Emmanuel Macron a annoncé, mardi, la candidature de l'ex-secrétaire général de l'Élysée, Emmanuel Moulin, à la tête de la Banque de France. Ce choix, bien anticipé, suscite toutefois des réserves concernant l'étroite relation qu'entretient ce haut fonctionnaire avec le président de la République.
"Le président de la République envisage, sur proposition du Premier ministre, de nommer M. Emmanuel Moulin gouverneur de la Banque de France", a déclaré l'Élysée dans un communiqué. Ce dernier succédera ainsi à François Villeroy de Galhau, qui quittera son poste plus tôt que prévu, en juin.
Âgé de 57 ans, Emmanuel Moulin a occupé divers postes au sein de l'exécutif sous les présidences de Nicolas Sarkozy et Emmanuel Macron. Désormais, il doit convaincre les commissions des Finances de l'Assemblée nationale et du Sénat, qui détiennent le pouvoir de veto à la majorité qualifiée.

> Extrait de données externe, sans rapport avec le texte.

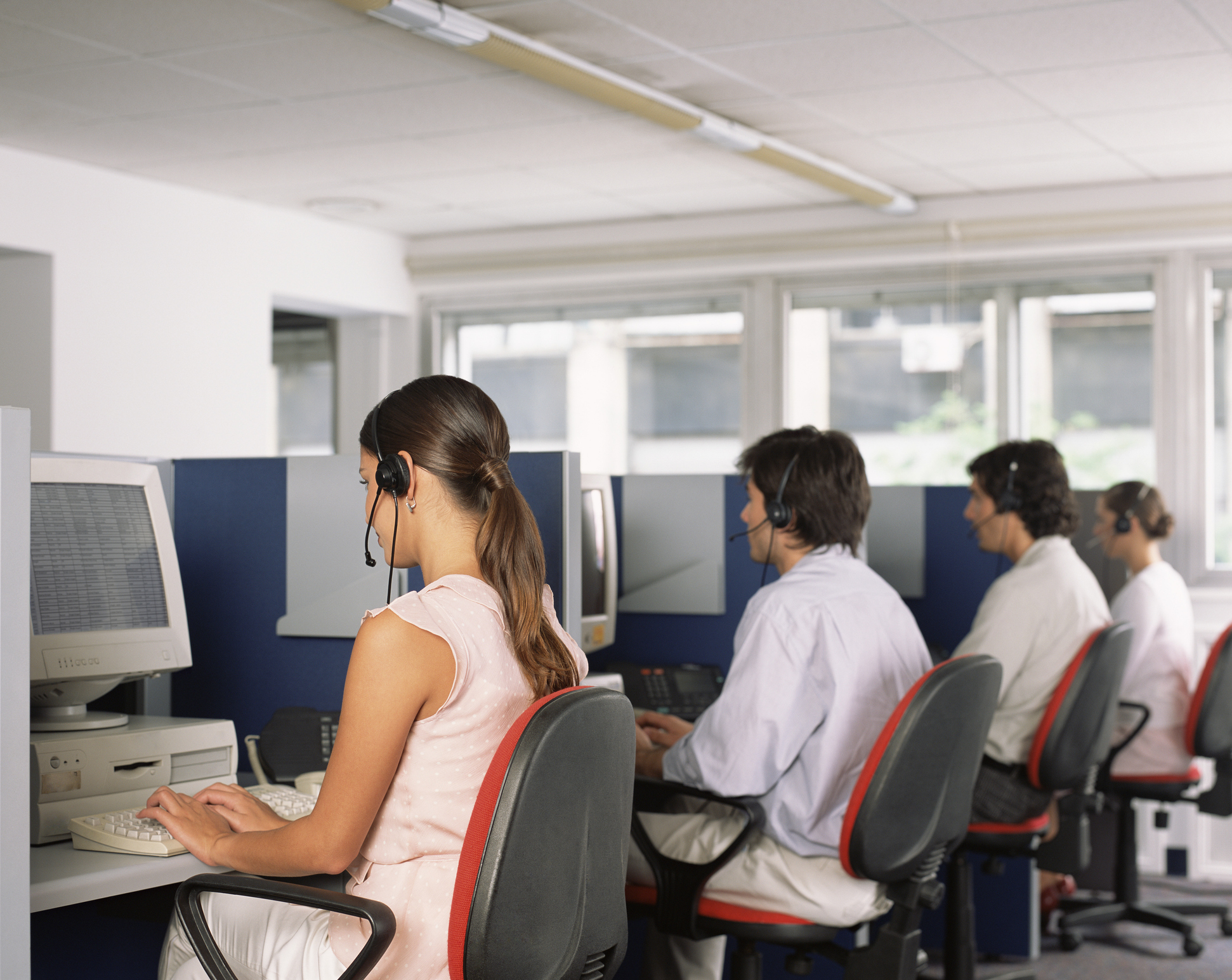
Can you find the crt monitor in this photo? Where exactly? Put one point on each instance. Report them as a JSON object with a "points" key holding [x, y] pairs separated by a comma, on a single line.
{"points": [[599, 569], [105, 597]]}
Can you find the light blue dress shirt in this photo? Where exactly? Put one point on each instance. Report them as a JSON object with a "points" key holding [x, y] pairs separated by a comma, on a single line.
{"points": [[822, 659]]}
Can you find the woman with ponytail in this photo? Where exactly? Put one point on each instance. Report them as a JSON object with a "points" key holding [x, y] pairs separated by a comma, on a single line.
{"points": [[1131, 522], [434, 682]]}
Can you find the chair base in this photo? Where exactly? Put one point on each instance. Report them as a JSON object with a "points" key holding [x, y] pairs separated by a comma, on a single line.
{"points": [[1168, 915]]}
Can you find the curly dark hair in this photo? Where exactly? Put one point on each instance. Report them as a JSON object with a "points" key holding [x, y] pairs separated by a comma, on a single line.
{"points": [[827, 492], [1041, 486], [1146, 505]]}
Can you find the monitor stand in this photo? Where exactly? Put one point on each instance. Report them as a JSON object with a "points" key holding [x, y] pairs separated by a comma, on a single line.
{"points": [[73, 718]]}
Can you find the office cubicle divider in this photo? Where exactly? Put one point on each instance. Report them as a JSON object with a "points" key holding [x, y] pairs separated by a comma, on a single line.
{"points": [[231, 539]]}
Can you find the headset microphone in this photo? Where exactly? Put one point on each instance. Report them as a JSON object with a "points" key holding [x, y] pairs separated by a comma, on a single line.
{"points": [[741, 534], [1123, 523], [393, 475]]}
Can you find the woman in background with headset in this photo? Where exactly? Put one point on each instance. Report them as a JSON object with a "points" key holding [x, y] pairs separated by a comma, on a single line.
{"points": [[435, 681], [1131, 520]]}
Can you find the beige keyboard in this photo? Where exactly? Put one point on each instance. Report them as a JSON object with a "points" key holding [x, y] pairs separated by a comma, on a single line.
{"points": [[122, 832], [289, 804]]}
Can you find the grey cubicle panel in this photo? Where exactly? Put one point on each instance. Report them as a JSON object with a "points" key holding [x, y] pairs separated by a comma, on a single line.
{"points": [[328, 585], [673, 545], [893, 538]]}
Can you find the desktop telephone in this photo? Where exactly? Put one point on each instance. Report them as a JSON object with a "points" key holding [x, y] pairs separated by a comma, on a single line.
{"points": [[681, 689], [295, 741]]}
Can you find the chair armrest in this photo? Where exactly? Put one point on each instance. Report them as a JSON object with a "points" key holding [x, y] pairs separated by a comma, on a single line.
{"points": [[188, 908], [1105, 768], [680, 883]]}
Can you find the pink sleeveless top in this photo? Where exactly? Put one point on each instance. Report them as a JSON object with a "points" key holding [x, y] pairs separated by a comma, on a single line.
{"points": [[410, 856]]}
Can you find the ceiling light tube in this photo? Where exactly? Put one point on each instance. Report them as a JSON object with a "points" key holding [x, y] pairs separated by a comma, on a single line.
{"points": [[510, 50]]}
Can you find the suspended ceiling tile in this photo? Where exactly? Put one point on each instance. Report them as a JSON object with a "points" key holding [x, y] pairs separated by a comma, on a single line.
{"points": [[741, 196], [1067, 170], [1023, 141], [778, 116], [110, 143], [1080, 35], [685, 79], [1179, 126], [21, 114], [1184, 162], [560, 142], [929, 106], [565, 211], [1217, 14], [574, 30], [721, 22], [128, 89], [27, 48], [153, 26], [938, 10], [324, 64], [1167, 82], [886, 57]]}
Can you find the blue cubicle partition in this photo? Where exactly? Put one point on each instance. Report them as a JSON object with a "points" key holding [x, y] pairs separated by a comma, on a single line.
{"points": [[956, 575], [231, 538]]}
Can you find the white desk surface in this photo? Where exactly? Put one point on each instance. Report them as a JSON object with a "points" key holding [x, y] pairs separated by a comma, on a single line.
{"points": [[61, 875]]}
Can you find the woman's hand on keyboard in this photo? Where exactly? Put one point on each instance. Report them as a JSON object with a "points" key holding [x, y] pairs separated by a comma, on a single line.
{"points": [[192, 824], [239, 808]]}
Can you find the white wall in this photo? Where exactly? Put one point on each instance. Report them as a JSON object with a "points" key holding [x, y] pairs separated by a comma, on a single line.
{"points": [[162, 301]]}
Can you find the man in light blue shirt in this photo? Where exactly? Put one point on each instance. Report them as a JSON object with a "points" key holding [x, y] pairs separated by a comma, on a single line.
{"points": [[822, 658]]}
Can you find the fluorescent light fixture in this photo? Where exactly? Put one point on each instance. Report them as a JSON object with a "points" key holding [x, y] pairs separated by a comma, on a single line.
{"points": [[501, 46]]}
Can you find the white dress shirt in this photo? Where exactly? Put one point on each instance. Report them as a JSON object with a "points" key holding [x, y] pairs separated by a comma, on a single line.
{"points": [[822, 659], [1034, 619], [1160, 671]]}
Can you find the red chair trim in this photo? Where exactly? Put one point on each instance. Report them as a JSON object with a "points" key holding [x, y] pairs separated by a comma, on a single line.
{"points": [[1193, 776], [1195, 703], [476, 840], [870, 768], [1035, 825], [715, 909], [1050, 713]]}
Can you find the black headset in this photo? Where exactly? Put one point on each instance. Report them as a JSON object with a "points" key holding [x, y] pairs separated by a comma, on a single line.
{"points": [[393, 475], [1123, 523], [1009, 501], [778, 513]]}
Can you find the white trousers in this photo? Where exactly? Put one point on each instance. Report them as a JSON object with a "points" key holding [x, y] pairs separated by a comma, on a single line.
{"points": [[764, 875], [261, 939]]}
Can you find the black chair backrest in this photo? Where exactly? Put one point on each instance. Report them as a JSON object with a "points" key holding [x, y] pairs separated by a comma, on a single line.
{"points": [[540, 889], [914, 791], [1209, 726], [1077, 725]]}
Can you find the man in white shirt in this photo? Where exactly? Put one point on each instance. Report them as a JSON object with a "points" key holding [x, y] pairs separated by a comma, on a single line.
{"points": [[822, 659], [1034, 619]]}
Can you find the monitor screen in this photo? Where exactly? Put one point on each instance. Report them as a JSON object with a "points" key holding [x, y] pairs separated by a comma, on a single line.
{"points": [[594, 553], [94, 560]]}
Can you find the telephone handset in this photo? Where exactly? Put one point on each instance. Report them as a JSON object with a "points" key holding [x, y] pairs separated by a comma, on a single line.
{"points": [[681, 689], [294, 743]]}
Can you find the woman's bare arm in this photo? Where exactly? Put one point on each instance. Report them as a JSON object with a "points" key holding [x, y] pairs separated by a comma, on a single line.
{"points": [[398, 675]]}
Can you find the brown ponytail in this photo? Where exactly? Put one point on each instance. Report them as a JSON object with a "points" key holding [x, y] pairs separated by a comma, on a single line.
{"points": [[456, 432]]}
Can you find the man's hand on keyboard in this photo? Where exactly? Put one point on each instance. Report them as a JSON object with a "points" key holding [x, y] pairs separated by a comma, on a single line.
{"points": [[192, 824], [239, 808]]}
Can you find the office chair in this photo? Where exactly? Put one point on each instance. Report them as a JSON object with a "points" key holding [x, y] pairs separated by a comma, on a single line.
{"points": [[1070, 744], [539, 889], [1208, 734], [910, 807]]}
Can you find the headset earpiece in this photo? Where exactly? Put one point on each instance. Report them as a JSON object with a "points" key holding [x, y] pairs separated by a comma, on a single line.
{"points": [[1009, 501], [393, 475], [1123, 524], [778, 513]]}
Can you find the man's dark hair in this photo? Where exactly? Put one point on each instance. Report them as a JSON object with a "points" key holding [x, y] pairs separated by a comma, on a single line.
{"points": [[827, 492], [1045, 502]]}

Ces commissions procéderont à une audition publique de M. Moulin, qui ne pourra pas avoir lieu moins de huit jours après l'annonce de sa nomination. Si sa candidature est validée, il restera en fonction jusqu'à juin 2032, pendant toute la durée du prochain mandat présidentiel.
La Banque de France joue un rôle capital, notamment en matière de politique monétaire, de lutte contre le surendettement, et dans la gestion du taux du Livret A. Le départ anticipé de François Villeroy de Galhau, annoncé en février, a laissé la place aux spéculations sur la succession, et le nom d'Emmanuel Moulin a rapidement émergé comme le favori.
Des sources politiques indiquent qu'il aurait mené des discussions discrètes avec des parlementaires ces dernières semaines, tout en se préparant à "tenter sa chance" après avoir quitté son poste de secrétaire général de l'Élysée, récemment occupé par Pierre-André Imbert.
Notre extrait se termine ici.